Mamis Glück und Schmuck aus Beton

Die Quierschieder Hobby- und Freizeitausstellung lockte am vergangenen Sonntag mit einem vielfältigen Angebot. Nützliches und Dekoratives gab es da zu bewundern und natürlich auch zu kaufen.

Zum kreativen Zentrum entwickelte sich am Sonntag die Taubenfeldhalle. Dort hatte auch Hans Bost seine Tische bei der Quierschieder Hobby- und Freizeitausstellung aufgebaut. Der Kunstschnitzer bot traditionelle Holzkrippen und Krippenfiguren zum Verkauf an. Mit handwerklichem Geschick entstanden so viele schöne Dinge. Auch geschnitzte Holzbilder suchten ein neues Zuhause. So mancher, der Bost kennt, fragte ihn beim Vorbeigehen schmunzelnd: "Hans, wo hollschd du nur immer die Zeid her?"

Ein paar Meter weiter zeigte Rosina Westrich aus Fischbach ihr aufwendig handbemaltes Weißporzellan. Und ließ damit Erinnerungen an längst vergangene Jahrzehnte aufleben.

Sehr vielfältig war das Angebot der Schau. Neue Trends, wie etwa Schmuck aus Beton, wechselten sich ab mit Nippes und Nützlichem. Wie wäre es etwa, statt der Standard-Glückwunschkarte mit einer dekorativ gestalteten Mausefalle zum Überreichen von Geldgeschenken? Oder gehäkelten Wintermützen in Neon-Trendfarben für die kalte Jahreszeit? Seifendüfte durchzogen die Halle von links, der leider viel zu früh ausverkaufte Spießbraten mit Kraut vom Deutschen Roten Kreuz duftete aus der Gegenrichtung.

Während am Vormittag noch reichlich Platz in den Gängen zwischen den Ständen war, füllte sich die Halle zu späterer Stunde. Dabei stimmten viele der rund 30 Aussteller aus dem Sulzbach- und Fischbachtal mit ihren Waren die Besucher auf die kommenden Wochen ein. Schließlich ist in rund sieben Wochen Heiligabend. Deshalb durften die Pappmaschee- und Schneemänner aus weißem Seidenpapier keinesfalls fehlen. Mit LED-Birnchen ausgestattet dienen sie ganz zeitgemäß als Energiesparlampe mit weihnachtlichem Deko-Effekt.

Ums (schnelle) "Selbst-Machen" ging es auch den Damen der Volkshochschule Quierschied . Sie hatten sich im hinteren Teil der Taubenfeldhalle positioniert.
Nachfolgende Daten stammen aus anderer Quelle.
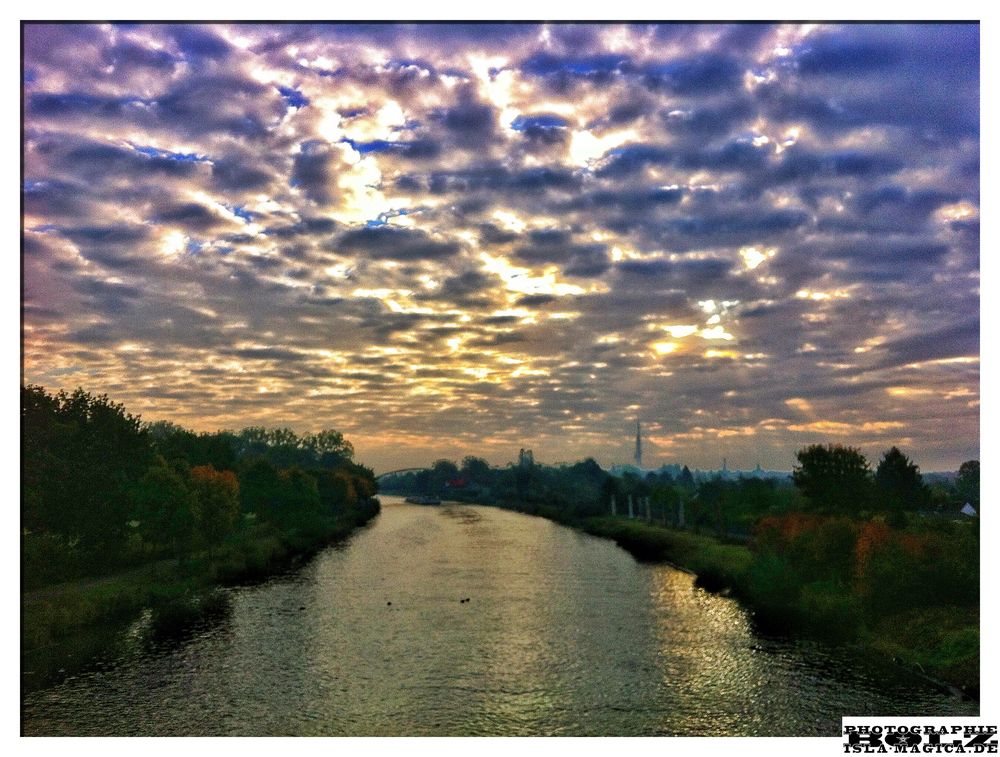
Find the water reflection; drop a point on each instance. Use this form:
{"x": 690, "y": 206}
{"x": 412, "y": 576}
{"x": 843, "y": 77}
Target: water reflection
{"x": 563, "y": 634}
Ihr Workshop-Angebot: "Entdecken Sie Ihre kreativen Fähigkeiten an der Nähmaschine. Fertigen Sie unter fachkundiger Anleitung ein schönes Deko-Element zum Mitnehmen an." Ein Angebot, das so mancher Besucher gern annahm.

Immer wieder auffällig beim Standbummel: Vielen Kreativen lag vor allem das "Machen" am Herzen. Denn bei einem Euro für einen ausgefallenen Weihnachtsanhänger oder einem kleinen Glückswichtel zum Hinstellen für 1,50 Euro waren die Materialkosten gerade wieder drin in der Kasse. Dagegen hat Jennifer Clemens aus Bildstock ihre kreative Ader zum Nebenerwerb gemacht. Als Mutter von zwei Kindern nähte sie einen Adventskalender für ihren Sohn und fand Freude daran. Es folgten Decken, Kissen, Spielsachen und weiterer "Bedarf rund ums Kind", den auch immer mehr Bekannte und Freundinnen gut fanden.

So entstand ihr Gewerbe "Mamiglück", und die Artikel finden nicht nur im Internet-Angebot mehr und mehr Zuspruch. Auch am Stand in der Taubenfeldhalle begutachtete die vor allem junge Kundschaft Jennifer Clemens' kreatives Handwerk.